Warning:  the topic starts out with a poorly-phrased title for the scientific paper and the concept trips over words in that way quite a bit.  Hopefully the explanation we present here will help clarify the point and it's an important one due to the threat to free and open news.


The idea of an 'information bubble' is strong but using that term to define it doesn't help much.  Although we doubt an 'information bubble' applies in any other context but, regarding news, the information bubble is the number of people going to single points for news in social networks.  The contrast is to the size of 'information bubbles' outside social networks where people typically use search engines to find more disparate news sources.

My explanation is still kind of impenetrable and here's a graphic from the article which may help somewhat:



The colored dots represent information bubbles with 'a' and 'c' representing searches on the open Internet and 'b' and 'd' representing news searches on social networks.  If you consider 'b' and 'd' in terms of the biggest bubbles representing CNN and Fox, the difference is evident relative to 'a' and 'b' in which the reliance on single sources is much less apparent.
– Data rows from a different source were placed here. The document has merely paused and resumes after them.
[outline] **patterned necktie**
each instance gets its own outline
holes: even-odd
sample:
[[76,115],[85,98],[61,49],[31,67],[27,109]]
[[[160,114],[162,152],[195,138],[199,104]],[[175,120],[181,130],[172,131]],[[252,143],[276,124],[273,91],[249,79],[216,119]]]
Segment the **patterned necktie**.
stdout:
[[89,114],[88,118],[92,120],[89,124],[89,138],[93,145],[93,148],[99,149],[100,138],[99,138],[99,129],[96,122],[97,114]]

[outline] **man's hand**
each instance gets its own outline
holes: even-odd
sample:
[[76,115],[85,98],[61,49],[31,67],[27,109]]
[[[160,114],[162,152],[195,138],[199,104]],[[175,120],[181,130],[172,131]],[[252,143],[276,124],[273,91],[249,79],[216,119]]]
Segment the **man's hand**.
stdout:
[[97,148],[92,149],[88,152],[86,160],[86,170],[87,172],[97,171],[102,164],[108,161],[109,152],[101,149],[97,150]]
It's questionable how much sense the intro revealed to you so another way to look at it is the cloistering of people around single news networks.  This has been evident with Fox News for years during which it has been largely impossible to talk to anyone who locks onto Fox because they don't typically consider other news sources and don't believe them.

You can see more of the phenomenon in the rejection out-of-hand of Russia Today and frequently al Jazeera as well, although not quite as much, because these represent Commie or Muslim propaganda. Any time a news source is rejected for reasons other than incompetence, there is a problem and it's not simply with right-wing extremism centered on Fox News.

Liberals do the same thing within social networks as many are constantly bleating the Party line for Clinton and / or giving lectures on things liberals already know.  I started dumping these people along with the Fox parrots some while ago and it's done my life no harm whatsoever.


In other words and this is the key point to all of this:  people on social networks are not typically looking for news but rather agreement.  This may well be the most destructive threat to dissemination of news America has ever faced.

Here at the Rockhouse, we use CNN, Fox, The Guardian, Russia Today, and al Jazeera for primary resources regarding world news and another newsreader program is used for more esoteric material such as finding the information bubbles article.  We would like to find material with which we agree but the point of the pursuit is finding truth rather than agreement.  If there is agreement with our thinking, so much the better.